Clinical presentation — Capillary malformation

  • Chapter: Capillary malformations

    Article: 4 of 14

    Update: Mar 30, 2021

  • Author(s): Ott, Hagen

In order to accurately assess the clinical presentation of all patients with capillary malformation (CM), a detailed medical history and a careful clinical examination of apparently “trivial” looking skin lesions are essential. If the extremities are affected, the length and circumference of the affected extremity should be recorded in comparison to the opposite side. In addition, standardized photographic documentation is advised both in the natural history of the disease and in the case of laser therapy.

Capillary malformations cannot be visualized by prenatal ultrasound or other imaging modalities. However, they are usually visible with the naked eye immediately after birth, even though small spots in particular may not be noticeable until subsequent days of life. In affected newborns and young infants the capillary malformation appears as sharply demarcated macules ranging in color from light pink to dark red which rarely cross the midline, are often bizarrely shaped and are blanched by diascopy or finger pressure. Other manifestations of capillary malformation include reticular (net-like) patches, for example, in cutis marmorata telangiectatica congenita or MCAP. In rare cases, capillary malformations are surrounded by a lighter halo and have macroscopically visible dilated small skin vessels (teleangiectasia). Simple capillary malformations are not palpable and do not show hyperthermia compared to the surrounding skin. On auscultation no pathological findings, especially no thrill, are heard in isolated capillary malformation.

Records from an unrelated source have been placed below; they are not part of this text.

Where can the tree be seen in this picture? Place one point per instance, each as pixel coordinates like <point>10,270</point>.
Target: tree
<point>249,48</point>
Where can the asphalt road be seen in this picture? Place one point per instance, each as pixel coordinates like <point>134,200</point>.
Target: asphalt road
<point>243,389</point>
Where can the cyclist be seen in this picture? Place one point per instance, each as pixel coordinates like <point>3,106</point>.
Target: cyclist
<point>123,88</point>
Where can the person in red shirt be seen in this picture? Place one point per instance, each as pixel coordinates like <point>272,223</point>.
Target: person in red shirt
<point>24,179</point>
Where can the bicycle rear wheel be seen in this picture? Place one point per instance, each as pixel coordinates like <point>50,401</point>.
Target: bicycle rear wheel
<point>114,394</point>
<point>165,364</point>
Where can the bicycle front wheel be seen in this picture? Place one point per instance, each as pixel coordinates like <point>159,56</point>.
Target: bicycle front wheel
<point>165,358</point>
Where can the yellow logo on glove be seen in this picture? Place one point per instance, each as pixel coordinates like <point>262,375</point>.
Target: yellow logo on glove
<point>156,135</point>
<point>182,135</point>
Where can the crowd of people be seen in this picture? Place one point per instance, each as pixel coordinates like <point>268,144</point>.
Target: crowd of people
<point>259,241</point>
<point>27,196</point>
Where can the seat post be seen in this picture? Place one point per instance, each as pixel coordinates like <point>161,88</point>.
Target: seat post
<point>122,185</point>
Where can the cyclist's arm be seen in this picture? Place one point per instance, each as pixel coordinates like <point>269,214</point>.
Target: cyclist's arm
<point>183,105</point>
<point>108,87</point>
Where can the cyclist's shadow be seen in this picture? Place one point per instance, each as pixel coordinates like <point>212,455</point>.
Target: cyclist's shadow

The temperature-dependent change of the color of the skin manifestations is typical of a capillary malformation. The color changes more to reddish in warm conditions (e.g., in a warm shower) and more to bluish in the cold. This temperature-dependent color change is particularly pronounced in the first years of life and then usually fades. In the natural course of development, capillary malformations may spontaneously fade and become less visible until the adolescent years, but they may also change their hue.

Capillary malformations occur most frequently in the head and neck region. In this region (e.g., the CM of Sturge-Weber syndrome) they do not show a random distribution, but follow segmental developmental patterns as cutaneous mosaics that rarely cross the midline. The traditional description of the distribution of facial capillary malformations along the three main sensory branches of the fifth cranial nerve (V1, V2, V3), the trigeminal nerve (see fig.), has been superseded, based on recent studies, by the view that facial capillary malformations can also follow circumscribed embryological developmental areas of the course of the blood vessels. Sturge-Weber syndrome (SWS) occurs more frequently in patients with a capillary malformation in the region marked with an arrow and highlighted in blue in the figure.

The corresponding skin lesions range from isolated, small, bright red spots to an extensive, dark red discoloration of an entire half of the face and the adjacent neck region.

In cases of extensive capillary malformation in the peri-orbital or peri-oral region, it is not uncommon for the adjacent mucous membranes to be affected as well.

On the trunk and extremities, capillary malformations may show configurations where postzygotic mutant “vascular cells” are distributed along embryonic developmental lines, known as Blaschko’s lines. Broad lines, leaf-like, fountain-like, or segmental patterns can develop in the process.

Other manifestations are small-spotted (e.g., CM-AVM), large segmental, sometimes “geographic” (e.g., Klippel-Trénaunay syndrome, CLOVES, Proteus syndrome), or checkerboard-like.